Yunanistan açıklarında batan ve 78 göçmenin can verdiği, yüzlercesinin de kaybolduğu teknenin kaza öncesi denizde ortalama 7 saat hareketsiz beklediği ortaya çıkarken Yunan yetkililerinin verdiği bilgiler sorgulanıyor.
![Tekne faciasının ardından Yunanistan'a yöneltilen suçlamalar artıyor](https://icdn.ensonhaber.com/crop/703x395-85/resimler/diger/kok/2023/06/19/tekne-faciasinin-ardindan-yunanistana-yoneltilen-suclamalar-artiyor_fa104226.jpg)
AA
14 Haziran’da Yunanistan’ın Mora Yarımadası’ndaki Navarin’den 47 deniz mili uzaklıkta internasyonal sularda düzensiz göçmenleri taşıyan balıkçı teknesi alabora olmuş, vakada 78 şahıs yaşamını yitirmiş ve 104 şahıs kurtarılarak Kalamata Limanı’na getirilmişti.
Yunanistan’da Köktencilik Sol İttifak (SYRIZA) lideri Aleksis Çipras, vakayla ilgili informasyon almak için kurtarılan göçmenlerin götürülmüş olduğu Kalamata Limanı’nı ziyaret etmiş, kurtulan göçmenlerin kendisine Yunan sahil güvenlik ekiplerinin tekneyi İtalyan sularına doğru itmeye çalıştığını söylediğini aktarmıştı.
Birleşmiş Milletler (BM) İnsan Hakları Yüksek Komiseri Volker Türk, teknenin alabora olmasıyla aralarında hanım ve evlatların da bulunmuş olduğu 500 kişinin kaybolduğunu açıklamıştı.
Yunan yetkililer sorgulanıyor
BBC tarafınca küresel vapur takip haber alma sitesi MarineTraffic’ten alınan seyretme verilerine bakılırsa Yunan hükümetinin iddiasının aksine 78 kişinin öldüğü tekne ortalama 7 saat denizde hareketsiz bekledi.
Yunan sahil güvenliği teknenin hareketsiz kalmadığını ve o saatlerde İtalya’ya doğru hareket halinde bulunduğunu iddia ederken Yunan yetkililer gemiden herhangi bir yardım çağrısı gelmediğini ve son ana kadar gemidekilerin tehlikede olmadıklarını ileri sürüyor.

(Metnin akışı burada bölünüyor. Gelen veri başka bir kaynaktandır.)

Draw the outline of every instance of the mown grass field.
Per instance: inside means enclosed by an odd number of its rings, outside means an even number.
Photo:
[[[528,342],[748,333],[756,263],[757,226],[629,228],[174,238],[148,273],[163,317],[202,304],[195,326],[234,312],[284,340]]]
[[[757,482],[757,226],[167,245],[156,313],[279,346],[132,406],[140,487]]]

Birleşmiş Milletler, Yunan hükümetinin tekne kazasına yönelik uyguladığı prosedürlere ilişkin soruşturma çağrısında bulunmuş oldu.
Yunan hükümetinden BBC’nin iddialarına hemen hemen yanıt gelmedi.
Avrupa Birliği’nin (AB) sınır koruma ajansı Frontex’in direktörü Hans Leijtens de alabora olan balıkçı teknesini tespit ettiklerini ve Yunanistan mahalli makamlarına bildirdiklerini söylemişti.